John R. Harney
What's the most important thing you are working on right now?
Currently, multiemployer defined benefit pension plans provide 10 million Americans with a lifelong stream of income. Some of these plans face significant financial pressures that jeopardize not only retirees but also the Pension Benefit Guaranty Corporation (PBGC), the federal agency tasked with guaranteeing defined benefit pensions. Perhaps the most critical issue I am currently working on is the effort to preserve the multiemployer pension system so that it fulfills its promise to workers to provide a lifelong stream of retirement income without forcing employers to choose between their business and their employees’ pensions.
How does your “day job” affect your teaching?

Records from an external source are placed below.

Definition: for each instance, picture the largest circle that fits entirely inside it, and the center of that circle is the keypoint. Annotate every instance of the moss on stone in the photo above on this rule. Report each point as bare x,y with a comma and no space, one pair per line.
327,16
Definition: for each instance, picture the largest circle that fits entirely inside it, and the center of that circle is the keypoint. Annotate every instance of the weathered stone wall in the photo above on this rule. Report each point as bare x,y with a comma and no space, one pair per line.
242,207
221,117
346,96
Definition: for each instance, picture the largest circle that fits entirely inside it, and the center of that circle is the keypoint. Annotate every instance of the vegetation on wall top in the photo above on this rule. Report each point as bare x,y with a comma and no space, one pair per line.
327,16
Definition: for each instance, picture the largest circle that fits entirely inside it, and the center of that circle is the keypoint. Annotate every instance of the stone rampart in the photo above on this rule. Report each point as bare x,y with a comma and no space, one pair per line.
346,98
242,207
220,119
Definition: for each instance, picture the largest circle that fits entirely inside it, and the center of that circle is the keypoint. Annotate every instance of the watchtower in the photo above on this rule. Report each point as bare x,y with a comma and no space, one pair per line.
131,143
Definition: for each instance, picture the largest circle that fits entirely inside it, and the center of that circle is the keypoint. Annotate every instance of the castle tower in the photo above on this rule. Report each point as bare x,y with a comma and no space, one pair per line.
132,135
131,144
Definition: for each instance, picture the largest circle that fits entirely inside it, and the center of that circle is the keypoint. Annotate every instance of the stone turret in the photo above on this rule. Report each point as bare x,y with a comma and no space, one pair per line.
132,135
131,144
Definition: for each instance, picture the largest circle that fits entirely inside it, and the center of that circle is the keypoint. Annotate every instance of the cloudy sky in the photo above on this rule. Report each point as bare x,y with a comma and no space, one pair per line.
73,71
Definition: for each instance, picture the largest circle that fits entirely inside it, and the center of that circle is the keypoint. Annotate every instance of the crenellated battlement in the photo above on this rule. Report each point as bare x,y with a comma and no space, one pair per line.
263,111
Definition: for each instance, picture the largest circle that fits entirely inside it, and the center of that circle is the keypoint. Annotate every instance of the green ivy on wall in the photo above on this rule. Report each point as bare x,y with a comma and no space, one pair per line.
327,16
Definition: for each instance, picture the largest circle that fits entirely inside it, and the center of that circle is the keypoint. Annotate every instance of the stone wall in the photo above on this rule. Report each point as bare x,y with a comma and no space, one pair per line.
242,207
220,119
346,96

In practicing employee benefits law, you work on solving problems your clients bring you that can touch on labor law, tax law, trust and estate law, administrative law or criminal law but often call for the application of common sense and courtesy. For example, a plan that provides for hardship distributions from a 401(k) plan to avoid foreclosure or eviction of a primary residence requires the participant to provide evidence that he or she is facing foreclosure or eviction. Since neither the plan document nor the statute required “imminent” foreclosure to qualify for a distribution, I recommended (in my capacity as fund counsel) that the participant’s appeal be granted and that the administrator cease using such a strict standard. After all, notwithstanding the need for employee benefits lawyers, the real purpose of employee benefits law is to pay benefits, not lawyers.
How do you see the legal profession evolving in the next ten years or so? What does that mean for legal education?

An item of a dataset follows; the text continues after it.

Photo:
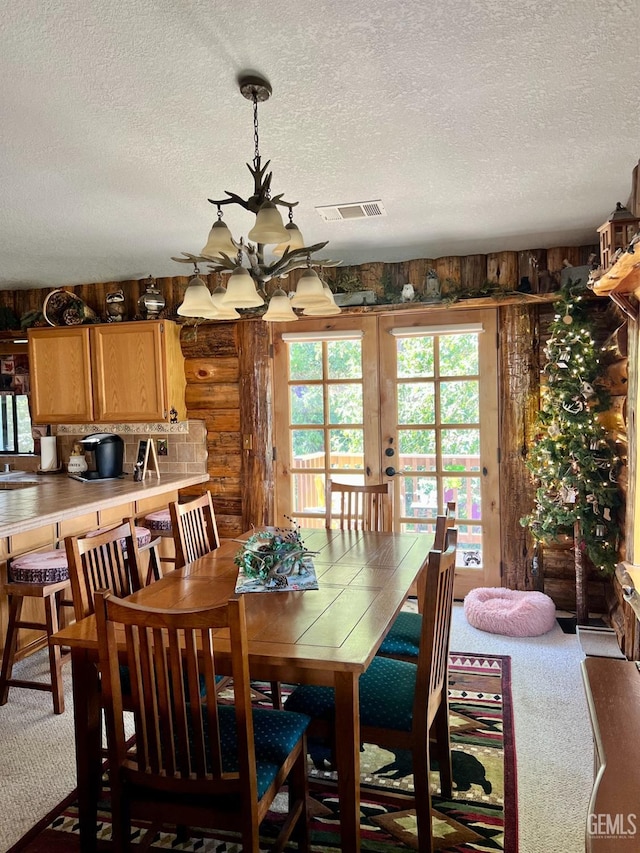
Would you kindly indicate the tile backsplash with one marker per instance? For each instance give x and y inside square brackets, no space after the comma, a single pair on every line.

With infrequent use of trials in civil litigation, lawyers will be using new tools and techniques to continue in their role as the leading actors in our culture’s non-violent dispute resolution efforts. Lawyers will be resolving disputes through negotiation, mediation and other forms of ADR. Skills that are now applied to trial and litigation such as research, analysis, oral and written communication will be applied in new forums to do the same work of resolving disputes under the law. In our own lives and in our practice of law, we should, to paraphrase Haile Selassie, endeavor to be more courageous, greater in spirit and larger in outlook to resolve those issues that challenge humanity as we move into the future.